Fun isnt it? Except I have one more to throw in. You see, I have 3 children, in 3 different stages. So when I need a moment I get a combo of all 3. 

We're heading out to the store/playground/school/museum. After changing Sorens diaper I tell the other boys to go potty before we head out. We have 4 bathrooms. I head to one nowhere near the kids, thinking to escape for a moment while they do their own business. Except Sorens chasing me, babbling away, giving my other two children perfect GPS coordinates of where Mommy is. Suddenly, I'm surrounded. Soren is trying to climb my pant leg. Ashe is yelling "MOMMY YOU GOING POTTY?" Xavier, is kind enough to stay in the hallway as he chatters away about Star Wars. Soren is now trying to climb into my lap. I put him down as he pitches a fit, Ashe is dancing around the tiny room yelling "KNOCK KNOCK MOMMY I GOT TO PEE" and Xavier keeps chattering on. I move to wash my hands after I help Ashe with his pants. Then grab Soren as he is trying to hoist himself on the toilet. He screams. Ashe pees while he sings. Xavier keeps chattering. Soren, as my back is turned for 5 seconds to suds up, stands on the toilet and maneuvers his hands into the bowl to play. He's just decided toilets are his new favorite toy and I now have to keep all bathroom doors shut and lids closed or suffer the gross consequences.

Xavier is chatting away.

What should be a 45 second moment of respite has now turned into a 3 ring circus act that lasts at least 5 minutes. Each time. And I'm the Ring Master, just trying to have a moment to myself, and instead I am keeping baby hands as sanitary as possible, answering knock knock jokes, pretending to listen to my 8 yr old, pulling up pants, washing hands, and just daydreaming about that glass of merlot I must have earned by now. Oh look, it's only 10am.

So for you parental units who struggle with some various form of what I described above, I salute you. You, the moms and dads, who sacrifice your time alone with the toilet. Who continuously struggle to keep babies from playing with the flusher, the paper, the... water. I nod in sympathy with you. For those of you who have to deal with curious toddlers and preschoolers, asking why is poop brown or pee yellow, when all you want to do is crawl under a rock and be left alone for just a few minutes while you take care of human needs. I drink to you and offer my support. You are not alone. It may be unspoken, a taboo topic for play dates, or dinners out with other parent friends. But we all know this (multiple) daily struggle. We suffer it too.

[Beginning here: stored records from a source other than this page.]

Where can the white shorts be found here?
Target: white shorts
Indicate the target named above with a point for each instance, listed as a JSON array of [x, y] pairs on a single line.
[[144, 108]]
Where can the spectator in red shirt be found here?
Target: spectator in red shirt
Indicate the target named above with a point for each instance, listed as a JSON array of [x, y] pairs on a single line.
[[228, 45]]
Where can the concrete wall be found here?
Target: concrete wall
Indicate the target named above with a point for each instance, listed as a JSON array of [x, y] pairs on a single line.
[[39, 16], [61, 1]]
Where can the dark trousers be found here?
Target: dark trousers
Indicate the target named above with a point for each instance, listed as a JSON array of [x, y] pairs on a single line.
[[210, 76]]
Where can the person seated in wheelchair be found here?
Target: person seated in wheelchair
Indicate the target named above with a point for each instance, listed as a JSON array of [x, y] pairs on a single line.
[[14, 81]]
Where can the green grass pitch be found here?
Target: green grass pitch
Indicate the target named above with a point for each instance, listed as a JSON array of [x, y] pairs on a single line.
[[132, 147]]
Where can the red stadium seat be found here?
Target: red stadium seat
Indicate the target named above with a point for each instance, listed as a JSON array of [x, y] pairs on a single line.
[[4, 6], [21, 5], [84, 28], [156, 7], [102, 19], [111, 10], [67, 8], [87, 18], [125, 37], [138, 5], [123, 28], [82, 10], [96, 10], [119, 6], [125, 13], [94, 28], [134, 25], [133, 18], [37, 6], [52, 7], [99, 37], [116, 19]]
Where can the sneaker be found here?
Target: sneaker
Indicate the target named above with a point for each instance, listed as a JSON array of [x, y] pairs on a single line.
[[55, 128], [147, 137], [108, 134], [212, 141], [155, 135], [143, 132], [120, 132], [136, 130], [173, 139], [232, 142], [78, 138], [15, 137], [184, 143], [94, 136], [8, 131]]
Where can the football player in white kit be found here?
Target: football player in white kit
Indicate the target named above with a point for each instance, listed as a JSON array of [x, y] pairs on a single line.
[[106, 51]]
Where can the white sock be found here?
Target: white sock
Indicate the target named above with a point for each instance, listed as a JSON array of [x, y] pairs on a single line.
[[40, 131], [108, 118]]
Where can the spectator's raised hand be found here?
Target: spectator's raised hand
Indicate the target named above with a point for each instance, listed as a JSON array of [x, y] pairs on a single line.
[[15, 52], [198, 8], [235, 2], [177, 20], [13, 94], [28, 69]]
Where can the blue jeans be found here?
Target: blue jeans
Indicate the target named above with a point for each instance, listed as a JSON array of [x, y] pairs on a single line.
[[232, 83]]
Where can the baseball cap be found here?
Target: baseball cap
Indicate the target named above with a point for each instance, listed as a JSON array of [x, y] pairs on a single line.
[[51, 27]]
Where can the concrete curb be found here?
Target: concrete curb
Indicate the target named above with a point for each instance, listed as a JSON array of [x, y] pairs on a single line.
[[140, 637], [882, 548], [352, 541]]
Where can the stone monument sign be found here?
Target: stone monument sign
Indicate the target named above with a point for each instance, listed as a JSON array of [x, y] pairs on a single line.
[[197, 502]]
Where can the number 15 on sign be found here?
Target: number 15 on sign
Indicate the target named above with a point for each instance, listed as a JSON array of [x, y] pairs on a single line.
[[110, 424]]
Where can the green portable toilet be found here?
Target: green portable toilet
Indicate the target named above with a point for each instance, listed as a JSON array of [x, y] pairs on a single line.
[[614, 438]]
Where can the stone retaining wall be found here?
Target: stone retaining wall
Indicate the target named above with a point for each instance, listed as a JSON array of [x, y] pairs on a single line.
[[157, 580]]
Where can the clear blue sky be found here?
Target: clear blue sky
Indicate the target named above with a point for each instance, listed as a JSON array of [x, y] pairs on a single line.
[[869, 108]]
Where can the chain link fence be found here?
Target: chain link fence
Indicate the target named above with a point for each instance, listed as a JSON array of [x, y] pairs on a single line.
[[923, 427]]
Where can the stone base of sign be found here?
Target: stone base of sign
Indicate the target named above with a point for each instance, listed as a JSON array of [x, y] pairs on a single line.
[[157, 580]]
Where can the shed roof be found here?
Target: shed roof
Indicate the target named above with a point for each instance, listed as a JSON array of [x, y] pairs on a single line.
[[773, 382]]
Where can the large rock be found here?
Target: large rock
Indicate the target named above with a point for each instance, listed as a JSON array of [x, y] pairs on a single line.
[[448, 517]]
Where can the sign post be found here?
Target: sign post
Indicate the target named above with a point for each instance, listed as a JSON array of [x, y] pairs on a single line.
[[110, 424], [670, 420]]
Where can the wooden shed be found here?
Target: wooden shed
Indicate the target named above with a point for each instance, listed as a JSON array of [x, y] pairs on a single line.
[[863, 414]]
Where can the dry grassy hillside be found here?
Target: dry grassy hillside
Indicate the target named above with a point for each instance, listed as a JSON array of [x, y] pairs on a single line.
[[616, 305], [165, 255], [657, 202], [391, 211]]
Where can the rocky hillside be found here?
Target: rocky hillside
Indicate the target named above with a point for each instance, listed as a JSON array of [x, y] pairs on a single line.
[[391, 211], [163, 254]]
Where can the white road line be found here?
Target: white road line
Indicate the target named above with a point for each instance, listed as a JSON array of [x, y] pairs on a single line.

And for you non parental units, who laugh at bathroom antics, who take it for granted that it is a right to be left alone with one of the more baser and secret of bodily functions, keep note. Enjoy it, realize it is not a human right, but a privilege. Cherish that time alone you now take for granted so much, you don't even give going to the bathroom a second thought. And when the time comes that join the ranks of parental units, don't say I didn't warn you.